Artistic Purpose and Technique

Over the past eleven years ashcroft has created different bodies of contemporary abstract and imagery fine art paintings and sculpture. Her studio practice flourishes and fuses passion, honesty and personality into practice.

Ashcroft's work asks how do we develop our thinking about place, life, class and relationships? Her work hints at ways to reconsider these issues. There is a constant struggle in my work to successfully manipulate and transform literal representation into another language through the materials used. Sculptures evolve through experimentation with the three dimensional plain, the process and utilizes kitsch, popular consumerist culture and painting language. She is influenced by an array of historical and contemporary artists, with particularly admiration for Richard Hamilton and Claus Oldenburg.
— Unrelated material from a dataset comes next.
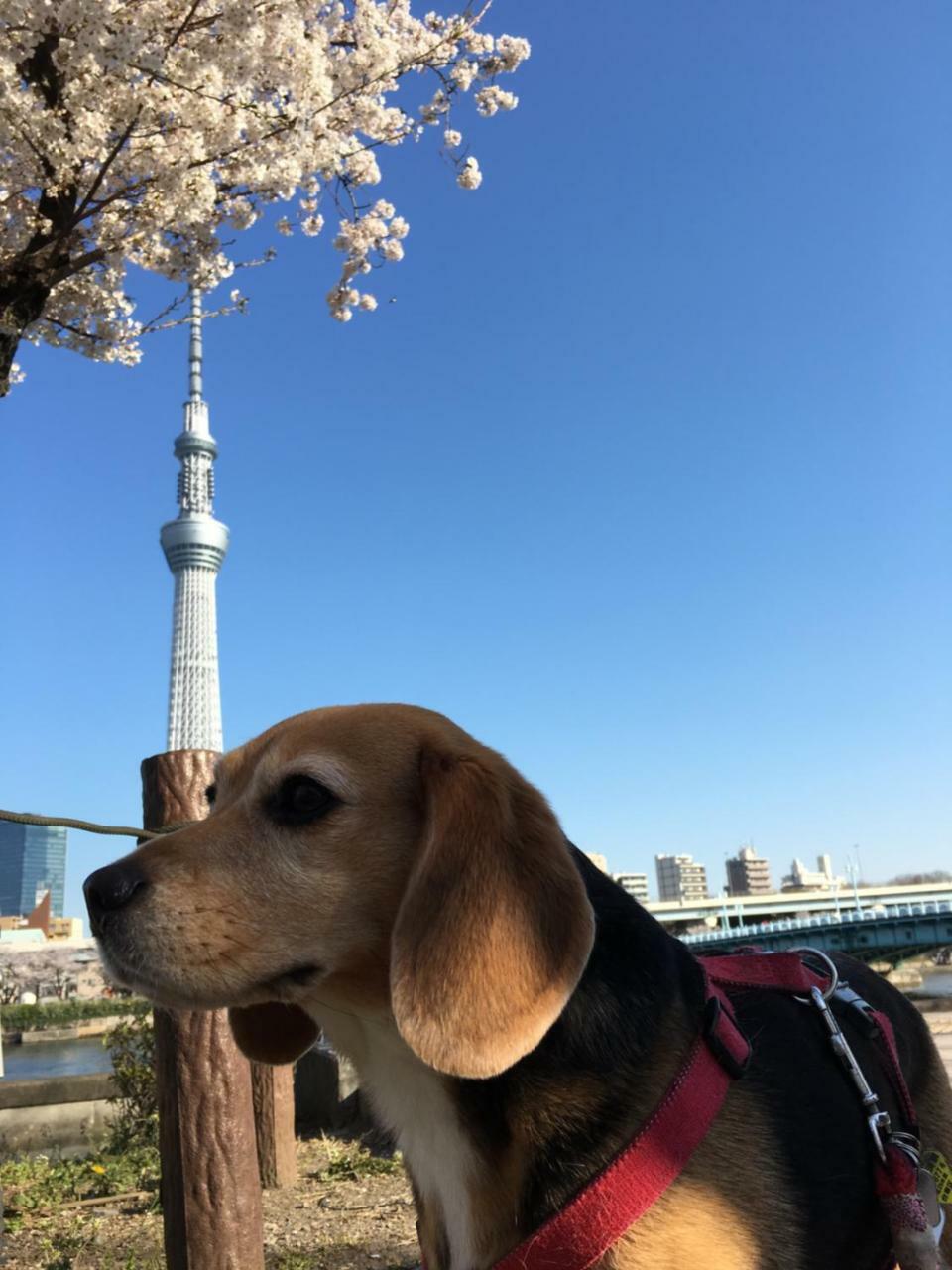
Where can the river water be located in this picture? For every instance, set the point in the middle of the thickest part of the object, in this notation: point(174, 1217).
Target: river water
point(56, 1058)
point(89, 1055)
Ashcroft's sculptures have a stake in political agendas but obviously poke fun in order to ridicule. Humour and visual format enable the viewer to connect with the work without being perplexed by the complex theory back boning the work, becoming a positive experience.

Technique To-date

Ashcroft's sculptures are derived from discarded objects, re-used to surface a new identity. She combines and manually manipulate metals, fabrics, foam padding, plaster, cable wire.

She states:

I have a solid visualization of what the sculptures will look like, feel like and 'sit' like before commencing a series of work. I formulate work plans and multi-angle sketches relating to the production process. Gravity and technicalities deny the initial idea as a possibility, initiating a re-evaluation of the work with a new field of possibilities.

The essence of her work is rooted in the process. What is derived from the process is not about the experience of making art, but rater what comes out of the experience. The process is an emotional, impulsive, exasperating experience.